Despite Office-Demand Challenges, There’s No Sense of Panic

In some markets, demand has “fallen off a cliff” and some employers “hoping for a recession.”

Despite the daily chatter – mostly positive – about return-to-office trends – new demand for office space fell for the third consecutive month in August, according to data from VTS.

That streak could end in September, as more companies are firmly establishing their return-to-office policies, although some employees are rebuffing those directions. Meanwhile, lenders sit back and wait.
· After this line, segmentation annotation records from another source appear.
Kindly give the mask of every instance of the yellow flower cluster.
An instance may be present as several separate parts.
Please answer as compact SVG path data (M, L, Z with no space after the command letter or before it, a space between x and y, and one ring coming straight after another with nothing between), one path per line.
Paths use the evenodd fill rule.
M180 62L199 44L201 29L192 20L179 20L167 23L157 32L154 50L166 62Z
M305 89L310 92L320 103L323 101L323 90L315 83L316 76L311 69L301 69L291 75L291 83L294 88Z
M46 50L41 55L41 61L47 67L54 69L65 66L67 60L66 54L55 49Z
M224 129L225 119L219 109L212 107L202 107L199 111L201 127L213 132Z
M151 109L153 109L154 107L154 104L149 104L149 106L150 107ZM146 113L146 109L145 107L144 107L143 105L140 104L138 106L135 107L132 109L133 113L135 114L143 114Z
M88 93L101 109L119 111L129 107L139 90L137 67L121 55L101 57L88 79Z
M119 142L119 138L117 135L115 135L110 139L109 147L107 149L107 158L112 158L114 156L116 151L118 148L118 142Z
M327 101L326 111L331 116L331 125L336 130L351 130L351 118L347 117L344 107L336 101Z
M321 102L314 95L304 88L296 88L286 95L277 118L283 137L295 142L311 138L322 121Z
Adam S. Finkel, CCIM, principal and co-founder of Tower Capital, tells GlobeSt.com that lenders are hesitant to embrace office just yet until there’s more clarity about back to work plans, how long that will take and what the office of the future will look like.

“The supply demand drivers underlying real estate assets are still strong despite the volatility of increased interest rates, though that’s been an artificial way to dampen demand. Uncertainty remains, though the industry will muddle through the coming market.”

Finkel said that today, there’s no sense of panic in the market despite the challenges.

“Most recognize we’re coming off a high point and are on the other side of the hill,” he said. “They are trying to adjust to a new environment and figure out the uncertainty of rates. Once we’re on the other side of this, I believe it will be a very strong market and activity will increase.

“For now, as rates increase it will be a challenging time. We will see more growth in secondary financing, like preferred equity, mezzanine debt and other creative financing solutions to help sponsors with their capital stack.”

‘Looming’ Recession Hasn’t Yet Had an Impact

Steve Quick, CEO, Unispace, tells GlobeSt.com that he’s seeing more employees return to the office after summer, with about a 5% increase since Labor Day.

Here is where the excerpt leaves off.